Secondary structure of prion mRNA
Secondary structure of prion mRNA
Luck R; Steger G; Riesner D
Institut fur Physikalische Biologie, Heinrich-Heine-Universitat, Dusseldorf, FRG.
J Mol Biol 258: 813-26 (1996)
An algorithm for prediction of conserved secondary structure of single-stranded RNA is presented. For each RNA of a set of homologous RNAs, optimal and suboptimal secondary structures are calculated and stored in a base-pair probability matrix. A multiple sequence alignment is performed for the set of RNAs. The resulting gaps are introduced into the individual probability matrices. These homologous probability matrices are summed to give a consensus probability matrix emphasizing the conserved secondary structure elements of the RNA set. Thus the algorithm combines the advantages of thermodynamic structure prediction by energy minimization with the information obtained from phylogenetic alignment of sequences.
The algorithm is applied to three examples. The REV-responsive element of HIV, the structure of which is well known from the literature, was chosen to test the algorithm. The second example is the 3' terminal segment of genomic single-stranded RNAs of cucumber mosaic viruses; a structure similar to that of the related brome mosaic virus was expected and was confirmed. The third example is the prion-protein mRNA from different organisms; the structure of this mRNA is not known. By application of the algorithm highly conserved hairpins were found in the prion-protein mRNA. Introduction
Abbreviations used: bp, base-pair; nt, nucleotides; ssRNA, single-stranded RNA; ORF, open reading frame; UTR, untranslated region
PrP is the major component of prions (for review see Prusiner, 1994), which cause several neurodegenerative diseases in humans and animals, including scrapie in sheep, bovine spongiform encephalopathy (BSE) in cattle, and Creutzfeldt-Jakob disease (CJD) in man. During prion infection, an abnormal isoform of PrP, in the case of scrapie designated PrP Sc , is produced from the cellular isoform of PrP C , which is encoded by a chromosomal gene, by an unknown process. In spite of intensive studies, differences between the chemical compositions of PrP C and PrP Sc could not be found (Stahl et al., 1993). Thus, a mere conformational change as the origin of the transformation of PrP C into PrP Sc is an attractive model (for review see Prusiner, 1994). It might be that putative structural elements in the PrP mRNA influence the kinetics of sequential folding of the protein during translation, and that the process of infection acts via those structural elements. A potential stemloop structure in one PrP mRNA, i.e. that of man, has been discussed (Wills & Hughes, 1990).

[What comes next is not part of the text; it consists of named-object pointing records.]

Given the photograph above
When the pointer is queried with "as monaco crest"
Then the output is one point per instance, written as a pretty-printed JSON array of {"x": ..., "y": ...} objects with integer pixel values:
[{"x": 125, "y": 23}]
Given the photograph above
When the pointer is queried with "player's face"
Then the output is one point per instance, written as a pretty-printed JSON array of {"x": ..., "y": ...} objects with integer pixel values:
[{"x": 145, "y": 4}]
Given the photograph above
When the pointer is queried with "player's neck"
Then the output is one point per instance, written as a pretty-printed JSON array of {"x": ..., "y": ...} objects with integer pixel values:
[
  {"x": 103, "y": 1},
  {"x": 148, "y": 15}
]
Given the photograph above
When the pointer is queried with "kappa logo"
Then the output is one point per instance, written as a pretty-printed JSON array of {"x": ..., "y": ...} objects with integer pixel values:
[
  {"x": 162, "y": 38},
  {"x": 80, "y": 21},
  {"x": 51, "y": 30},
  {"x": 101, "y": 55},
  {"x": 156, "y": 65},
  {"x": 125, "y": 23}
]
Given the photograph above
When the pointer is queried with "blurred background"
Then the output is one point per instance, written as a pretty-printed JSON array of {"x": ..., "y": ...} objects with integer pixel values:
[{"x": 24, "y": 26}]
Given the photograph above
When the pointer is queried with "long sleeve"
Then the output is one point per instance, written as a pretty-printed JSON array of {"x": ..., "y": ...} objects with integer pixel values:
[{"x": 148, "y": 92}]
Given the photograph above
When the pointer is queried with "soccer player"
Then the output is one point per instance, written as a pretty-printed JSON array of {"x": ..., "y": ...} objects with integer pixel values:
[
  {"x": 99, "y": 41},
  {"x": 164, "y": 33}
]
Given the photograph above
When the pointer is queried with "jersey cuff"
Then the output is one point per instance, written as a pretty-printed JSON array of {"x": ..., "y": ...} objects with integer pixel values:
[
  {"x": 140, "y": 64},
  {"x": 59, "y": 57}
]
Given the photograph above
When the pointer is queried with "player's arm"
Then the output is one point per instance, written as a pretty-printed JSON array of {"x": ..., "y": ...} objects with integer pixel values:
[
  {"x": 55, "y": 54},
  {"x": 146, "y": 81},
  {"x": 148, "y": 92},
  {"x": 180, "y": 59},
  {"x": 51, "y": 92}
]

If, however, structural elements of the PrP mRNA are considered as functionally relevant for the development of all prion diseases, this feature must be found in every species that is susceptible to this class of disease. Therefore the new algorithm will be applied to check PrP mRNA for evolutionarily conserved secondary structures.
Prediction of structural elements in mRNA of prion protein
From the EMBL data bank, 23 PrP mRNA sequences of the following species were available: three rodents (mouse, hamster, rat), two ruminants (cattle, sheep), the human and 17 non-human primates consisting of four apes (gorilla, chim-panzee, gibbon, orangutan), seven old-world mon-keys (colobus, presbytis, baboon, mandrill, rhesus macaque, Macaca arctoides, African green monkey), and six new-world monkeys (spider, squirrel, capuchin, aotes, marmoset, titi). Calculations of individual secondary structures of these molecules with the programs RNAfold and LinAll revealed that thermodynamically stable elements of sec-ondary structure are located mainly in the 5' region including the ORF. In contrast, the 3' UTR with a lower G + C content (41% G + C versus 53% G + C in the ORF of the hamster sequence) is mainly single stranded. As examples, the calculated secondary structures of human and hamster PrP mRNAs are shown in Figure 5.
Alignment of the 23 sequences with CLUSTAL V (Higgins & Sharp, 1988; Higgins, 1994) showed considerable homology in an 1100 nt fragment (individual sequences starting between nt -42 and -10 and ending at nt 788 to 1039; numbering relative to the start of the ORF). These fragments that contain the ORF were chosen for further studies. They have a length of 735 to 795 nt and showed a high degree of homology (74 to 97%). The secondary structure distributions of the individual fragments were calculated with RNAfold at 50?C. With the alignment mentioned above, the consensus base-pair probability matrix was calculated and is presented as dot plot in Figure 6.